Almost 70 years after its creation, an original Citroen 2CV prototype is leaving France for the very first time to make the trip to the Design Museum in London, where it will appear as the centrepiece of an exhibition exploring the history of Citroën’s flamboyant Italian former head of design, Flaminio Bertoni.
This 2CV will be displayed alongside a Traction Avant, a DS and a model of a DS at the exhibition. The show is titled "When Flaminio Drove To France – Flaminio Bertoni’s designs for Citroën", which runs from 1 August to 12 October. Members of the Citroën Car Club will also display a selection of their classic cars along the Embankment near the Design Museum on Saturday.
Citroën’s head of design for three decades, Bertoni started by designing the revolutionary Traction Avant. He modelled the car out of plasticine in a single night and the result was the first ever mass-produced front-wheel drive car with an all-in-one steel monocoque body shell – at a time when most other cars had a separate chassis and wooden bodywork.
Bertoni’s brief for the legendary 2CV was to produce a low cost car capable of carrying four people and 50kg of potatoes across rough terrain.
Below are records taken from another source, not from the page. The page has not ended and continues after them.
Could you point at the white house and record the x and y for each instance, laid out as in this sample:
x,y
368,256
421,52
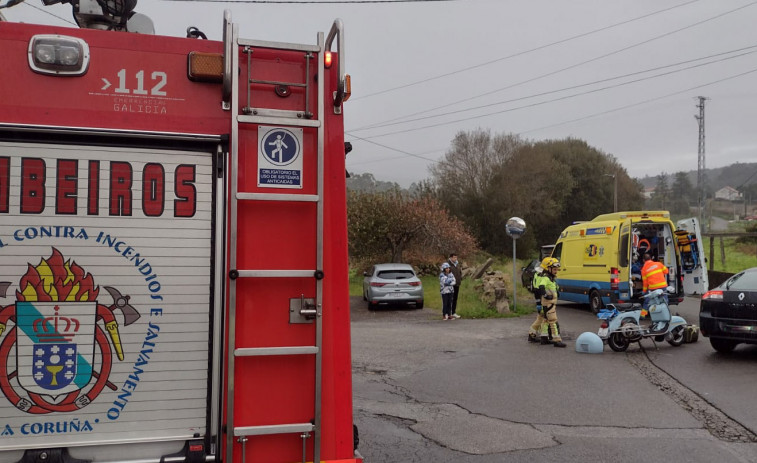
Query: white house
x,y
729,193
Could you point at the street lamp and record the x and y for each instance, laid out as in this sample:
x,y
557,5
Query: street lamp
x,y
614,191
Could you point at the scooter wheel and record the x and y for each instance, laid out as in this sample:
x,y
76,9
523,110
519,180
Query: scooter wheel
x,y
675,337
618,342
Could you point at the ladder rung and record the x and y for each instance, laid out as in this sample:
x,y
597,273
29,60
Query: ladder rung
x,y
279,45
265,351
273,429
278,120
277,197
276,273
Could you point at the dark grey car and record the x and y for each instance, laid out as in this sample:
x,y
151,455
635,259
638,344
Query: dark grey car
x,y
728,313
391,284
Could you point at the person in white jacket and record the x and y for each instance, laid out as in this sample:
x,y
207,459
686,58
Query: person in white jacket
x,y
447,289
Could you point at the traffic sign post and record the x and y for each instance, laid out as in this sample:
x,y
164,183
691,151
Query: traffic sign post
x,y
515,228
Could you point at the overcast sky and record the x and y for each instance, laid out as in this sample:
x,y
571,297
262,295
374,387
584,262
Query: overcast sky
x,y
623,75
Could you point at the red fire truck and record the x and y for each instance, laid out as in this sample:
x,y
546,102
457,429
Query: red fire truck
x,y
173,245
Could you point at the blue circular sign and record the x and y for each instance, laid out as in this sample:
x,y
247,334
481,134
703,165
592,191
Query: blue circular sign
x,y
280,147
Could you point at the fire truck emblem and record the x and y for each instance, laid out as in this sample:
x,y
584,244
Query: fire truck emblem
x,y
57,357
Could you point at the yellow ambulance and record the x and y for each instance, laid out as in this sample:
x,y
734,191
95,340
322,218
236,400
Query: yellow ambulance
x,y
600,260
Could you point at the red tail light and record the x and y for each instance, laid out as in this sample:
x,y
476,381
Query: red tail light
x,y
614,278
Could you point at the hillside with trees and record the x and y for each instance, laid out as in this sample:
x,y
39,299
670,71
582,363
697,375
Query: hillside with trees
x,y
481,182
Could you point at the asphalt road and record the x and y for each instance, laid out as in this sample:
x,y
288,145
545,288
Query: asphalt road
x,y
428,390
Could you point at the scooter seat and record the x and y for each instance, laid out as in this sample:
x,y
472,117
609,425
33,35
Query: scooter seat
x,y
627,306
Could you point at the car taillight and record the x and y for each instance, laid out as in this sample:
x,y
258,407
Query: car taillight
x,y
614,278
713,295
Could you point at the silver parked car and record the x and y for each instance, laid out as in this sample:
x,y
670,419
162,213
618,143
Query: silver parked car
x,y
392,284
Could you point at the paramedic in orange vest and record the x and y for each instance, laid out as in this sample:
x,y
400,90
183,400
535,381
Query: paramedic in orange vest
x,y
654,275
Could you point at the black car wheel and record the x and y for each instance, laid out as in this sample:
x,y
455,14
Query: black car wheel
x,y
724,346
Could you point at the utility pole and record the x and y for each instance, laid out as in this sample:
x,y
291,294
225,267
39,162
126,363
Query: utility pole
x,y
700,161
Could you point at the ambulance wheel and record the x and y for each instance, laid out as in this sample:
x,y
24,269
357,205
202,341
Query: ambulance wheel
x,y
595,301
618,342
675,337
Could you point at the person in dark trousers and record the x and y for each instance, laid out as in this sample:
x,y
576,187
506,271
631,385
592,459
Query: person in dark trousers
x,y
457,270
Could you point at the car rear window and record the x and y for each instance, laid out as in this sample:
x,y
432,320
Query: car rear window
x,y
396,274
746,281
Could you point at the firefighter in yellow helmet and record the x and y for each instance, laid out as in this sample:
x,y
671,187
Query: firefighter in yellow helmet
x,y
549,291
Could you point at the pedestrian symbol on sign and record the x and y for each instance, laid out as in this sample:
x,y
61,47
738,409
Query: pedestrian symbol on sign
x,y
280,147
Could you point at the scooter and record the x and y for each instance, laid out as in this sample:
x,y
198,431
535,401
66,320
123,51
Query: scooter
x,y
621,323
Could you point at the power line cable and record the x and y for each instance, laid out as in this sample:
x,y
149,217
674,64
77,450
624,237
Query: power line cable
x,y
580,63
405,121
602,113
50,13
324,2
651,100
541,47
393,149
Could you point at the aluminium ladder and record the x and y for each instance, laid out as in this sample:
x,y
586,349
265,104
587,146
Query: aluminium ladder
x,y
310,309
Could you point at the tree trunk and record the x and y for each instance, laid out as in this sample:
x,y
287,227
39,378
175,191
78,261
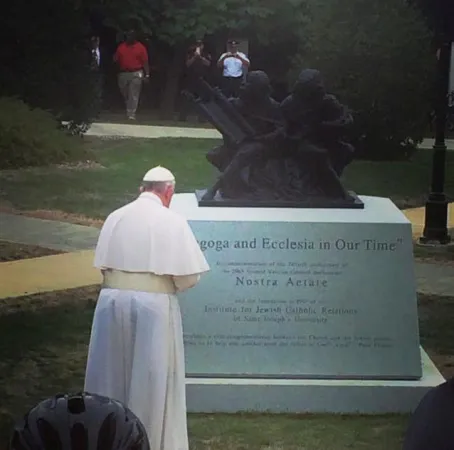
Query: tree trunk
x,y
171,90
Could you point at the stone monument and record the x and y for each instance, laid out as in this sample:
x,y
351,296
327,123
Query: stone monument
x,y
310,305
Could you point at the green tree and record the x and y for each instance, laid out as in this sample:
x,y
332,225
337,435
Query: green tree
x,y
46,59
376,55
177,22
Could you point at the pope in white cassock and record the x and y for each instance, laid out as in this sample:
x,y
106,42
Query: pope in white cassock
x,y
147,253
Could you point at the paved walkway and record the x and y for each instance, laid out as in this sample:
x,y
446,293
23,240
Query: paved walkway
x,y
51,273
150,131
48,274
154,132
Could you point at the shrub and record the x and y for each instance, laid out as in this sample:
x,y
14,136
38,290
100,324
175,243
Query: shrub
x,y
376,57
30,137
46,58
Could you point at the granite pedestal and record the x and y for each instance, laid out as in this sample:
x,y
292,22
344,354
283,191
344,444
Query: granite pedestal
x,y
304,310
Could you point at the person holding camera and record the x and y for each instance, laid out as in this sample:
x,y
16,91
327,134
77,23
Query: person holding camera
x,y
198,64
233,64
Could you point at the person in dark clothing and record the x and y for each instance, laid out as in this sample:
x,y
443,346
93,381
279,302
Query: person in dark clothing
x,y
198,64
432,424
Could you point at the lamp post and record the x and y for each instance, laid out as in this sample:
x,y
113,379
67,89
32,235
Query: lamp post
x,y
436,217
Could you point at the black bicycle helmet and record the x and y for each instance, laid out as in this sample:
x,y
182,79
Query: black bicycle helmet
x,y
79,422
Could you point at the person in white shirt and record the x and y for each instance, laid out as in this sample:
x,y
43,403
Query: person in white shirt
x,y
233,64
147,253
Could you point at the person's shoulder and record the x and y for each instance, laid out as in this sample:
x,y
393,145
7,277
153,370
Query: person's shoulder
x,y
141,46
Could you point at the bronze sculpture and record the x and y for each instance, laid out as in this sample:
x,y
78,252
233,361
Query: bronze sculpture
x,y
278,155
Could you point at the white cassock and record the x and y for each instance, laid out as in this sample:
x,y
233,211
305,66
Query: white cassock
x,y
136,352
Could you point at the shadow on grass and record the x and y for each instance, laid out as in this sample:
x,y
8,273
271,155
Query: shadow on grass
x,y
43,348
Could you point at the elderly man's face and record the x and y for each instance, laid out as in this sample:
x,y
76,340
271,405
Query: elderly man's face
x,y
130,36
232,48
167,195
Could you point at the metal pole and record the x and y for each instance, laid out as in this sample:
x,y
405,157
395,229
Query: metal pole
x,y
436,218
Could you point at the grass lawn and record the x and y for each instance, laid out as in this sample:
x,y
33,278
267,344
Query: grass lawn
x,y
43,349
97,189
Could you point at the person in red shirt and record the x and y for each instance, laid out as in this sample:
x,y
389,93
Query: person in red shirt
x,y
132,60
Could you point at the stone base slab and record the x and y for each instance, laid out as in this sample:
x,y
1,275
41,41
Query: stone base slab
x,y
215,395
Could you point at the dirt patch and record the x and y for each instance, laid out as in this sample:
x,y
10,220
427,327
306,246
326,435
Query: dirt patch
x,y
59,216
10,251
81,165
38,302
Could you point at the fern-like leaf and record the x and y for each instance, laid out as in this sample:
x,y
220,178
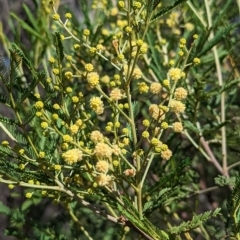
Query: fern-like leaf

Featuring just one headlamp, a single, variable length, wiper blade and material seats hung hammock-style from the roof, 250 prototypes were made before the war. Only one of these was believed to have survived until recently, when three more were discovered and it is one of these that is coming to the UK.
Bertoni’s DS19, nicknamed the ‘Dėesse’ or ‘Goddess’, was a media sensation when it was unveiled at the 1955 Paris Motor Show, with Citroėn taking an incredible 12,000 orders on the very first day. It was years ahead of its time and boasted numerous technical innovations such as hydro-pneumatic self-levelling suspension and swivelling headlamps.